LA PORTE OUVERTE À LA CHARIA ?
Le principal débat sur la nouvelle Constitution, qui remplace celle de 1971, adoptée à l'époque du président Sadate et amendée à plusieurs reprises, a porté sur la place de la charia (loi islamique). Fallait-il se référer aux "principes de la charia, sources principales de la législation" ou aux "règles de la charia" ?
La deuxième formulation, soutenue par les Frères musulmans et les salafistes, permettait une référence plus littérale à la loi islamique. L'Assemblée constituante, dominée par les islamistes et boycottée par les libéraux, la gauche et les Coptes (chrétiens), a préféré le statu quo par souci de consensus.

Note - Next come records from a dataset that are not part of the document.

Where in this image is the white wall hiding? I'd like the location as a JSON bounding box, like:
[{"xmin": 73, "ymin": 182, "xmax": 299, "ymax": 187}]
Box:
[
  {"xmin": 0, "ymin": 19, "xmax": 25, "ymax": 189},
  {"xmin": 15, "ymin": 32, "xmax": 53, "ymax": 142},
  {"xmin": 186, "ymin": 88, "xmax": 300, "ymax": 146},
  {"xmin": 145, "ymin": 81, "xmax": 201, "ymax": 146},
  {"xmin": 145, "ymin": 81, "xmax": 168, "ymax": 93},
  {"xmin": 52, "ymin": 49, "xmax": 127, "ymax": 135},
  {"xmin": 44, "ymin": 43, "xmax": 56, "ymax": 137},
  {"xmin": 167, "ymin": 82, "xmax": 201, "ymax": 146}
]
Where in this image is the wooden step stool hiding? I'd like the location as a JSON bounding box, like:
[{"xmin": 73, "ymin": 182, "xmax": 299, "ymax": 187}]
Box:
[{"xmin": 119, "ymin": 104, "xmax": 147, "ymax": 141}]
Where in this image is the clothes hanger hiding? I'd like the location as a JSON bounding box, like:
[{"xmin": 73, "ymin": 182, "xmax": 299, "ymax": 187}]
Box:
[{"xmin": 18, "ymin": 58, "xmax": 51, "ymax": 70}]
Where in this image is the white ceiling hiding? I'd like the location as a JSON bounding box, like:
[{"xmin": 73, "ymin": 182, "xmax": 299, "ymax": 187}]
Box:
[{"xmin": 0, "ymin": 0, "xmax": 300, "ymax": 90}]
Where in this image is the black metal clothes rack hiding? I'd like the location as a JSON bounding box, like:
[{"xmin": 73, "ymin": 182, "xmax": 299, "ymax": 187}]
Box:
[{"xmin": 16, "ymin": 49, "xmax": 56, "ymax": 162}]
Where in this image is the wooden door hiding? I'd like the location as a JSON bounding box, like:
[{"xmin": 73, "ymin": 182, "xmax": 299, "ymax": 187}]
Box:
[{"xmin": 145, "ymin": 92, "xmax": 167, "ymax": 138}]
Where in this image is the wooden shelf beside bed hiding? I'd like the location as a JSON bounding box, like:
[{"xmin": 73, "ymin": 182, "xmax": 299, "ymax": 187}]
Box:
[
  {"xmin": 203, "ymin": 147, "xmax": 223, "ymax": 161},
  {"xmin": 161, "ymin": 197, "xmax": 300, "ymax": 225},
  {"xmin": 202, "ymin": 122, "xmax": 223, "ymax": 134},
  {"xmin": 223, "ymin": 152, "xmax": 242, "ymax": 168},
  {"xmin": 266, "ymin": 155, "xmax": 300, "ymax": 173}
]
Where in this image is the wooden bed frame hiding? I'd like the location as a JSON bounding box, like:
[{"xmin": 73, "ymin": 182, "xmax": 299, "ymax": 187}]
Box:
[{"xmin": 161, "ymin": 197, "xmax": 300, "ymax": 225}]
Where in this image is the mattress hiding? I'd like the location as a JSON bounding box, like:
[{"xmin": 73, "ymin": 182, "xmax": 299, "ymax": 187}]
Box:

"Les islamistes, qu'on présente comme très conservateurs, ne diffèrent pas tant que ça du régime précédent", souligne Baudouin Dupret. Mais il fait remarquer que l'article 219, ajouté par la Constituante, "fait rentrer par la fenêtre ce qu'on avait chassé par la porte".
Ce texte définit ainsi "les principes de la charia" comme les principes, les règles et la jurisprudence de la doctrine sunnite de l'islam. Parmi les quatre écoles sunnites, c'est l'école hanafite qui domine en Egypte – comme en Turquie et en Syrie. "Jusqu'à présent, c'était à la Haute Cour constitutionnelle de définir ce qu'étaient les principes de la charia, observe Baudouin Dupret. C'est la porte ouverte à des interprétations plus conservatrices ultérieurement."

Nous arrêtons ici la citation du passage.